The explanation? Women are more willing to think long-term and will make educated decisions.
But while women may have success investing their money, even in today’s world they aren’t always the ones holding the purse strings. And they often won’t discuss it with friends at a girls night or take time away from the family to participate in financial planning. All of which could compound into a wealth gap brought on by decades of missed investment chances.
That’s something that Dorie Fain, Founder & CEO of &Wealth, a boutique financial advisory firm dedicated to working with women experiencing significant life changes, is hoping to prevent.
“We’re really working to help women build the skills and tools around financial decision making,” Fain said. “To me it’s a critical life skill to know how to take care of yourself, and to know how to take care of yourself financially is a critical part of that.”
More information, greater return
Women will often communicate their concerns and fears about losing money, and as a result are pegged as more conservative investors, she said.
“In my experience, women simply need to be educated about what it means to have this kind of risk,” she said. “Once they are educated, they embrace the concept of growth over time to provide greater longevity of their assets to sustain them.”
Take the example of a client of hers who had just inherited money when her parents died.
She went to a male financial advisor and told him she couldn’t afford to lose it. He recommended a 100 percent portfolio of bonds.
That was completely inappropriate for the 52-year-old, said Fain, who was able to work with the client by explaining the risks of a different portfolio and what it means to have growth over the long term and is now invested 70 percent in stocks and 30 percent in bonds. Her projected return went from about 2 percent to 6 percent, Fain said.
Women taking a seat at the table
Bonnie L. Krosin, financial advisor and vice president at Morgan Stanley, said she has noticed women investors are more inquisitive and ask more questions. Since she started in the industry more than 20 years ago, she has seen women become increasingly involved in financial planning.
“The more questions a client asks, I think the more successful they become,” said Krosin.
In particular, women who are in their 50s and have worked for many years are now making more decisions when they come to the table with their spouse, she said. Women investors also include divorced clients or people who are taking over their aging parents’ finances and need to have a solid financial plan.
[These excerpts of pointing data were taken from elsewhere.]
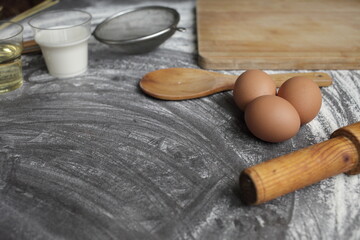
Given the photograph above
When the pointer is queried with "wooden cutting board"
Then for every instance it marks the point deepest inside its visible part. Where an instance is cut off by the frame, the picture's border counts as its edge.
(278, 34)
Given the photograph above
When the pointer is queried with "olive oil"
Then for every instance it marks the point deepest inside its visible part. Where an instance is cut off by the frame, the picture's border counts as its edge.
(10, 67)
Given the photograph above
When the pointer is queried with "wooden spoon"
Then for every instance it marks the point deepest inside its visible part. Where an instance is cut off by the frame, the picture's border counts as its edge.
(188, 83)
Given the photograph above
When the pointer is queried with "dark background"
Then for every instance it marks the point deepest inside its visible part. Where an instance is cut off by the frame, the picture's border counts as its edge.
(92, 157)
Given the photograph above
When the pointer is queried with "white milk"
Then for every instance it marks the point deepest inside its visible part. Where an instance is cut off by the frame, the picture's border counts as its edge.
(65, 50)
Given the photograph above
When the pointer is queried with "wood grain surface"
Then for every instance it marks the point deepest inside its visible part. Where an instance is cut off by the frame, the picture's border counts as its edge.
(278, 34)
(92, 157)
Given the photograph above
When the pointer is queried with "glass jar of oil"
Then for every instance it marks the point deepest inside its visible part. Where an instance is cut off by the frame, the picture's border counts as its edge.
(11, 38)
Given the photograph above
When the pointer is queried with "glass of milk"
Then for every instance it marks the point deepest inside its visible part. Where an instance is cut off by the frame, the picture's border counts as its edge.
(63, 38)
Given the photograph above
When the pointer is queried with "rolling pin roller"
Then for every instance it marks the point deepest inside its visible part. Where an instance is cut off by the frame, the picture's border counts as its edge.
(287, 173)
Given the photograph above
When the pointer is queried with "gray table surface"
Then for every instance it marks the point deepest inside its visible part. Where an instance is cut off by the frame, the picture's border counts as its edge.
(92, 157)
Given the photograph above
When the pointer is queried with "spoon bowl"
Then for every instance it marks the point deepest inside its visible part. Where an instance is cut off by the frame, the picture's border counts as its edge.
(189, 83)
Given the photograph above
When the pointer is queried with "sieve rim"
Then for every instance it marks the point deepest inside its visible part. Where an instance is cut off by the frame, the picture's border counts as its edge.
(172, 26)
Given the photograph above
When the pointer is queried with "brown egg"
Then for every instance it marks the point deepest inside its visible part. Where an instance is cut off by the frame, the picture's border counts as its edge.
(272, 118)
(304, 95)
(250, 85)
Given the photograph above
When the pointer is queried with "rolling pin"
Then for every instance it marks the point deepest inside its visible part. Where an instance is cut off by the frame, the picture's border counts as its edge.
(287, 173)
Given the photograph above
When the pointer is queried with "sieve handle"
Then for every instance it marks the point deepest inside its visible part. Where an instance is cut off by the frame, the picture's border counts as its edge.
(30, 46)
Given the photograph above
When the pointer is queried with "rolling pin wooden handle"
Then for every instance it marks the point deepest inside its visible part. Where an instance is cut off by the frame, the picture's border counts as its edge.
(287, 173)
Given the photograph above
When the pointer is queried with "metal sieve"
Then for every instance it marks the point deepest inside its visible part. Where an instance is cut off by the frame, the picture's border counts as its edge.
(138, 30)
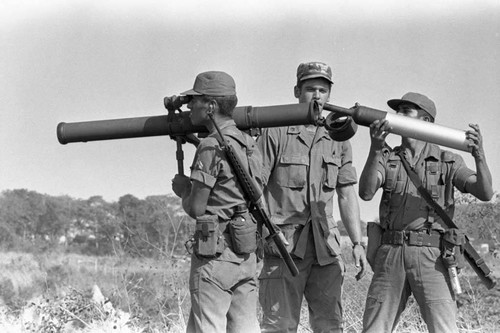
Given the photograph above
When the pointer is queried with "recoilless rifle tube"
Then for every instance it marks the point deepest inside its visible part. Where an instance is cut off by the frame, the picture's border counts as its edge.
(246, 117)
(404, 126)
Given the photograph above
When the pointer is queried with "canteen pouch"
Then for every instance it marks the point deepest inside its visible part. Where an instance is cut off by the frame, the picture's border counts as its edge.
(451, 248)
(243, 231)
(206, 236)
(374, 232)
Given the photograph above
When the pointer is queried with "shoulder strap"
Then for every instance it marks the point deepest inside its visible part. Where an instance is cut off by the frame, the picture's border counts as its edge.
(425, 194)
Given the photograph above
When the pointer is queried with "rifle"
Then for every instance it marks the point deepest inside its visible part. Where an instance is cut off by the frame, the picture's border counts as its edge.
(253, 194)
(473, 258)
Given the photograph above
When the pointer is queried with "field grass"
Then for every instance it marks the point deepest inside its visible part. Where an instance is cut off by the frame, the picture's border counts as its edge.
(57, 292)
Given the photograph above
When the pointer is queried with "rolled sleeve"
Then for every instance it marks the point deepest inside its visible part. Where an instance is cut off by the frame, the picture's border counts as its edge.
(205, 165)
(461, 173)
(203, 178)
(347, 172)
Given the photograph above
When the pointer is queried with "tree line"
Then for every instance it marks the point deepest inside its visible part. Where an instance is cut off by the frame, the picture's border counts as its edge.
(151, 227)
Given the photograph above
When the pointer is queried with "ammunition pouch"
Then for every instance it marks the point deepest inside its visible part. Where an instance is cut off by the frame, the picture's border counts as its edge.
(243, 231)
(452, 250)
(374, 232)
(208, 241)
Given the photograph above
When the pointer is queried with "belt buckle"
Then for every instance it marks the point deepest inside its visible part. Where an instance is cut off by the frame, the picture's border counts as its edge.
(399, 237)
(416, 238)
(189, 245)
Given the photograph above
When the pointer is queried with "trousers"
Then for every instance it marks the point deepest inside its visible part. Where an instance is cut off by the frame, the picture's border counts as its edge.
(281, 294)
(223, 294)
(402, 270)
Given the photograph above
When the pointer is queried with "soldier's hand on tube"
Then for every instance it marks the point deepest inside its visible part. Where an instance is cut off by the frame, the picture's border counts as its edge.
(358, 253)
(475, 139)
(379, 130)
(181, 184)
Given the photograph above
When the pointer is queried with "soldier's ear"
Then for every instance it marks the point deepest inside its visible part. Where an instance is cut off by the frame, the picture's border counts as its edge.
(296, 91)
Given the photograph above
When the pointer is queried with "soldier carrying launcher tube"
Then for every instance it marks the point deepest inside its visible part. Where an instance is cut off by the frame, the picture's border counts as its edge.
(416, 248)
(223, 264)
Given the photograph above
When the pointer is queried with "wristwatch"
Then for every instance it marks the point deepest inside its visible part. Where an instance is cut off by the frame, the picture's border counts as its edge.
(358, 243)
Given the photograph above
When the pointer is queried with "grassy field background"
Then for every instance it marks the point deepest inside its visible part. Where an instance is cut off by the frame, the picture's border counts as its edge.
(58, 292)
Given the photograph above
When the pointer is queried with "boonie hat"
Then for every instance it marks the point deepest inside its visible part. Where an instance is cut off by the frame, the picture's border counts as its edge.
(419, 100)
(314, 69)
(213, 83)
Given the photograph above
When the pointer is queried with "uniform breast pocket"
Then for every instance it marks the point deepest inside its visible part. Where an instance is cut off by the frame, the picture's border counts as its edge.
(292, 171)
(331, 165)
(398, 193)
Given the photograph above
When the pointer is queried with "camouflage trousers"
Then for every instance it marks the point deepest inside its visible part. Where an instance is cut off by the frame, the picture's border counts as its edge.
(402, 270)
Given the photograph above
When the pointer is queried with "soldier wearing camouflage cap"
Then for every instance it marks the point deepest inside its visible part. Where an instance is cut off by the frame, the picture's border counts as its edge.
(409, 258)
(303, 168)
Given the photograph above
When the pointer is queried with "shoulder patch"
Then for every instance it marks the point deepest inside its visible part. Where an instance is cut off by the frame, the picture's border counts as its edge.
(447, 156)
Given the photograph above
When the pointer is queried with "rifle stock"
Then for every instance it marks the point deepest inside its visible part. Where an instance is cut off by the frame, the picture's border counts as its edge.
(478, 264)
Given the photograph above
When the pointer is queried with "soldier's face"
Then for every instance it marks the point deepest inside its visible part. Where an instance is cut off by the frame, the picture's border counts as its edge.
(313, 90)
(198, 107)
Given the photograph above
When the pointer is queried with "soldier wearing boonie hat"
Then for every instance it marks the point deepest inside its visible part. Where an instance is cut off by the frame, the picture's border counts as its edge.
(303, 169)
(408, 259)
(222, 279)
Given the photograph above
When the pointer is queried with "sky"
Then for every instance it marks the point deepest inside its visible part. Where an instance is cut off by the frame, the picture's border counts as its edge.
(71, 61)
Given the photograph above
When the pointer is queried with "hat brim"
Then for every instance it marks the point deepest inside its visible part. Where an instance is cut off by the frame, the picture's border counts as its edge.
(316, 76)
(395, 103)
(190, 92)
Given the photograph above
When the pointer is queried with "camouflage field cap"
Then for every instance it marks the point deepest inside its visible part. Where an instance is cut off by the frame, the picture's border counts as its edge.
(419, 100)
(213, 83)
(314, 69)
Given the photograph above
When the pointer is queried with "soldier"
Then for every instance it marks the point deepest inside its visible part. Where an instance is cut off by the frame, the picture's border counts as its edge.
(222, 281)
(409, 259)
(303, 168)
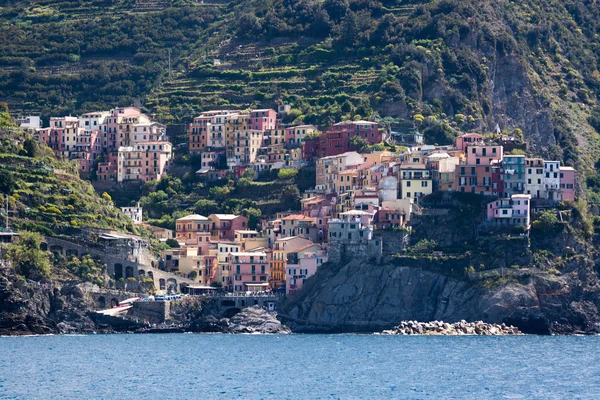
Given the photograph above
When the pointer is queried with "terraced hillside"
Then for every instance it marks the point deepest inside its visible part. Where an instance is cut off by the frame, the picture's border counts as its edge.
(46, 194)
(74, 56)
(442, 66)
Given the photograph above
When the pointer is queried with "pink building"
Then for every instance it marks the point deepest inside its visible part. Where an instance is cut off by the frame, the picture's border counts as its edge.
(300, 225)
(250, 271)
(484, 154)
(223, 226)
(468, 139)
(567, 184)
(119, 124)
(301, 265)
(513, 211)
(294, 136)
(262, 120)
(336, 140)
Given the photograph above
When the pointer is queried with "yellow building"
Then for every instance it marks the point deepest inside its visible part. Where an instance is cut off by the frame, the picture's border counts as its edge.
(414, 181)
(278, 258)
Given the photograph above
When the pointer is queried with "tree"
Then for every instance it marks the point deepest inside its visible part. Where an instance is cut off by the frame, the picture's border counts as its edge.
(423, 246)
(30, 147)
(206, 207)
(87, 268)
(285, 174)
(321, 25)
(7, 182)
(27, 257)
(290, 195)
(249, 174)
(349, 32)
(172, 243)
(107, 198)
(249, 25)
(220, 193)
(547, 221)
(336, 9)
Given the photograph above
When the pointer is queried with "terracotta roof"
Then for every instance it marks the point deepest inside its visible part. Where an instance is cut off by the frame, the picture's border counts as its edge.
(300, 217)
(195, 217)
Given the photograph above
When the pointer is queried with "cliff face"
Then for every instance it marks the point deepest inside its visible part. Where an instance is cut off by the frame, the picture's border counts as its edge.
(362, 297)
(32, 308)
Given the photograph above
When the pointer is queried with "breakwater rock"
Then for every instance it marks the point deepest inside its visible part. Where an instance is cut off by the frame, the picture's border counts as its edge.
(458, 328)
(249, 320)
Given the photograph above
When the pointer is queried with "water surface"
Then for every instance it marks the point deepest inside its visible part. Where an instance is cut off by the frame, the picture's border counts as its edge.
(183, 366)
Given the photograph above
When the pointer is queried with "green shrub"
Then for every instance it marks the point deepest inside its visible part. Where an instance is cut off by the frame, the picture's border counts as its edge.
(287, 174)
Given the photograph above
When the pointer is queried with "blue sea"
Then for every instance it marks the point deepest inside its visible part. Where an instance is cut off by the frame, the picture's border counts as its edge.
(187, 366)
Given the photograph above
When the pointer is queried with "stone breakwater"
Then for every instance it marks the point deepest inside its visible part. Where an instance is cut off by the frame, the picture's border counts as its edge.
(458, 328)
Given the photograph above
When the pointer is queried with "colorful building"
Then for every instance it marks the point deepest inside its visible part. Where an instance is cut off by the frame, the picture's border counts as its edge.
(250, 271)
(513, 211)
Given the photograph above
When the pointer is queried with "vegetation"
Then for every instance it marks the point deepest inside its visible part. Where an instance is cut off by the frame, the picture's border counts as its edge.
(28, 259)
(87, 269)
(46, 195)
(435, 65)
(171, 198)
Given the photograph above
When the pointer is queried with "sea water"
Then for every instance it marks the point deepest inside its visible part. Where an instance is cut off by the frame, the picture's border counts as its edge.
(188, 366)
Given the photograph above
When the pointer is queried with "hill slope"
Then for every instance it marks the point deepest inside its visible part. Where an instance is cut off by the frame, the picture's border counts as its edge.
(46, 194)
(440, 65)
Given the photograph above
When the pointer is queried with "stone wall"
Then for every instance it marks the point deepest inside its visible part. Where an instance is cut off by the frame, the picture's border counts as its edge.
(345, 250)
(155, 312)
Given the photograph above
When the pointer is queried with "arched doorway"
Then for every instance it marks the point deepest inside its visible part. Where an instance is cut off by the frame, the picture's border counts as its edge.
(230, 312)
(172, 285)
(118, 271)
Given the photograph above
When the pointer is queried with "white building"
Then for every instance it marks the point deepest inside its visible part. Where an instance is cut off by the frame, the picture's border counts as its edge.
(552, 179)
(30, 122)
(134, 213)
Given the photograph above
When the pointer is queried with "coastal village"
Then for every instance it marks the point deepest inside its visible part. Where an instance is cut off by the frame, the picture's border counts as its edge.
(369, 180)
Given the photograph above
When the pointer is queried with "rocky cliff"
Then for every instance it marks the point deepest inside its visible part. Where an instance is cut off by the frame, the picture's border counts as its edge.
(28, 307)
(364, 297)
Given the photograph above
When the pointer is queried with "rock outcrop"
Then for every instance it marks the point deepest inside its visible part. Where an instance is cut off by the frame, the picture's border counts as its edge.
(31, 308)
(249, 320)
(362, 296)
(458, 328)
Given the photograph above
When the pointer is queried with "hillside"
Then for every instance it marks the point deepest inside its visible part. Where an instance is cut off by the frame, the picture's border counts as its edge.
(437, 65)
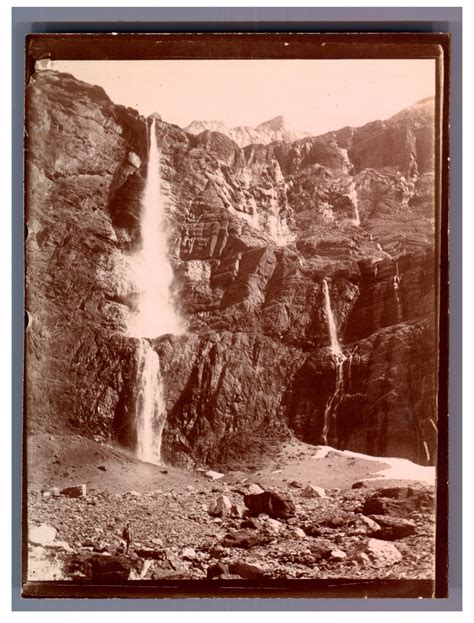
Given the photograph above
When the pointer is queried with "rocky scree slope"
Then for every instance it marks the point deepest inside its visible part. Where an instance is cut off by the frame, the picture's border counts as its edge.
(253, 234)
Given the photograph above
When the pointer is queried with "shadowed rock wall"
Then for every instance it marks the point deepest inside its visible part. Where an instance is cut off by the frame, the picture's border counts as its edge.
(253, 233)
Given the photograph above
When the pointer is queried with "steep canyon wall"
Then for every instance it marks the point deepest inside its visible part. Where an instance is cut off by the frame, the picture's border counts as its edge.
(254, 232)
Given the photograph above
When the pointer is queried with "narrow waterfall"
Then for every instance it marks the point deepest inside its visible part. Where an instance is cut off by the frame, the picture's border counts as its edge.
(335, 346)
(152, 273)
(155, 313)
(355, 205)
(334, 401)
(150, 410)
(396, 291)
(339, 357)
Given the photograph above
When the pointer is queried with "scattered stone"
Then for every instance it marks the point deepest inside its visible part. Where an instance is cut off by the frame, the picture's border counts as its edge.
(99, 568)
(270, 502)
(216, 570)
(217, 551)
(134, 494)
(398, 501)
(251, 522)
(333, 521)
(149, 552)
(392, 528)
(63, 545)
(313, 492)
(365, 525)
(213, 475)
(245, 538)
(312, 530)
(273, 525)
(338, 555)
(237, 510)
(321, 551)
(246, 570)
(382, 553)
(296, 484)
(189, 553)
(220, 507)
(298, 533)
(42, 534)
(77, 491)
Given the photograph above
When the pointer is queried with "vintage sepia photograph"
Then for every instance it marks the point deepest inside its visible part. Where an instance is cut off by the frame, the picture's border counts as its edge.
(233, 296)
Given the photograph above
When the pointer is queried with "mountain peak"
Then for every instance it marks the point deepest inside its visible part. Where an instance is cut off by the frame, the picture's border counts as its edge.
(275, 124)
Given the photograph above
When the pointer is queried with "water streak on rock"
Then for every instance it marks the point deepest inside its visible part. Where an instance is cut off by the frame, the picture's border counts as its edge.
(155, 314)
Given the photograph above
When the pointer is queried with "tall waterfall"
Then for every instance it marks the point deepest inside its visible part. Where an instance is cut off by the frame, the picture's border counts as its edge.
(355, 204)
(155, 313)
(339, 357)
(396, 290)
(335, 346)
(150, 410)
(152, 274)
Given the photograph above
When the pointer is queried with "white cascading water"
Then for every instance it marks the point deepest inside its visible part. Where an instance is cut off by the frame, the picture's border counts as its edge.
(396, 290)
(155, 313)
(335, 346)
(339, 358)
(355, 204)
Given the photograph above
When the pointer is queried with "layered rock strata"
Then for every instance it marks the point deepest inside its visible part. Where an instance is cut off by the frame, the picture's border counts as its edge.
(253, 233)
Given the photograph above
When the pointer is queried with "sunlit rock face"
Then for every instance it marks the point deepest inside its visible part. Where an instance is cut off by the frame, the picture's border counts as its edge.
(252, 235)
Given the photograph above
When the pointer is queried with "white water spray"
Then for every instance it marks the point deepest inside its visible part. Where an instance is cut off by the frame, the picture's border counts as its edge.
(150, 405)
(355, 204)
(339, 357)
(155, 312)
(396, 291)
(152, 273)
(335, 346)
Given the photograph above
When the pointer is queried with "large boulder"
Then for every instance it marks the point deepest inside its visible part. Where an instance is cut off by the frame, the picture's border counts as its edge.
(271, 503)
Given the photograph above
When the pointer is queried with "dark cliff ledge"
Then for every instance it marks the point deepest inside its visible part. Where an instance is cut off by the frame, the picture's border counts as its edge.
(254, 232)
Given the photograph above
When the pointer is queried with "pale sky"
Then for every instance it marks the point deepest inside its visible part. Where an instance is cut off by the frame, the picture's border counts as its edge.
(314, 95)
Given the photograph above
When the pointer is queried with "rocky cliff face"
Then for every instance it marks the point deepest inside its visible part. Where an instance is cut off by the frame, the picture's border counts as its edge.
(253, 234)
(275, 129)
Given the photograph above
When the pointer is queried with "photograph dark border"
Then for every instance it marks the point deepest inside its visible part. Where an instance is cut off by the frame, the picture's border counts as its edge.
(303, 45)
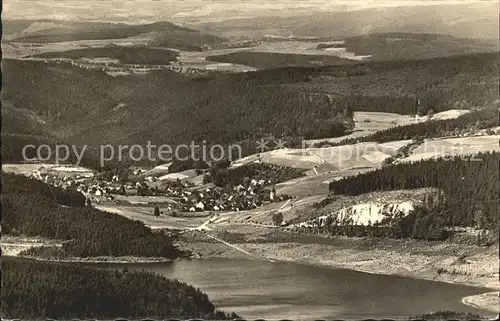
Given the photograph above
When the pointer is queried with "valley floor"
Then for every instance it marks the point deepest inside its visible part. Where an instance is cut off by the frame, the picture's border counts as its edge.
(439, 261)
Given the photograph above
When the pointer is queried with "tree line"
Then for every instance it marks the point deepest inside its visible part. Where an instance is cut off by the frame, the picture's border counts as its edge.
(469, 187)
(19, 184)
Another investment decision she has noticed women will make more than men is holding onto a position simply because the woman has inherited it from an older family member. Krosin said she has a client that never wants to sell something she inherited from her grandparents, and Krosin has to articulate the risks of keeping a position that doesn’t fit into the rest of the portfolio and long-term plan. Yet younger women are less likely to do this, she said.
Wealth built over decades
Real wealth is built by families and individuals and takes decades, said Leksi Kovalerchik, Senior Financial Associate and Retirement Income Certified Professional® with The Rosenwald Team, a multigenerational wealth management practice.
Women tend to be more research-based, with more long-term vision, which can help them, she said.
“What I’ve seen is women are not necessarily less risky, but they just don’t feel the need to make off-the-wall sort of calls and make snap judgments and decisions that I’ve seen a lot of men willing to do,” said Kovalerchik. “They’re more calculating, they rely more on expert advice, I think.”
In particular, she has noticed more young women are now seeking to take an active role in financial planning. Since The Rosenwald Team specializes in a multi-generational approach that serves whole families, she will often meet with young women still in college or graduate school who want to learn more about long-term investing, budgeting and retirement savings.
But she urges those women to maintain their interest, especially as they have children and take on more household responsibilities. Many times at that point those women will take a backseat to their husbands. Kovalerchik recommends at least an annual meeting to discuss long-term plans.
“Women need to remember to keep their finger on the pulse and still participate and still be involved with all of the family’s investing and finances,” Kovalerchik said.
She has noticed more women are developing “side gig” businesses where they are able to maintain some income while having a family, such as a woman who takes on editing or fitness coaching. Those women should not be afraid to take business opportunities and try newer and bigger things, Kovalerchik said.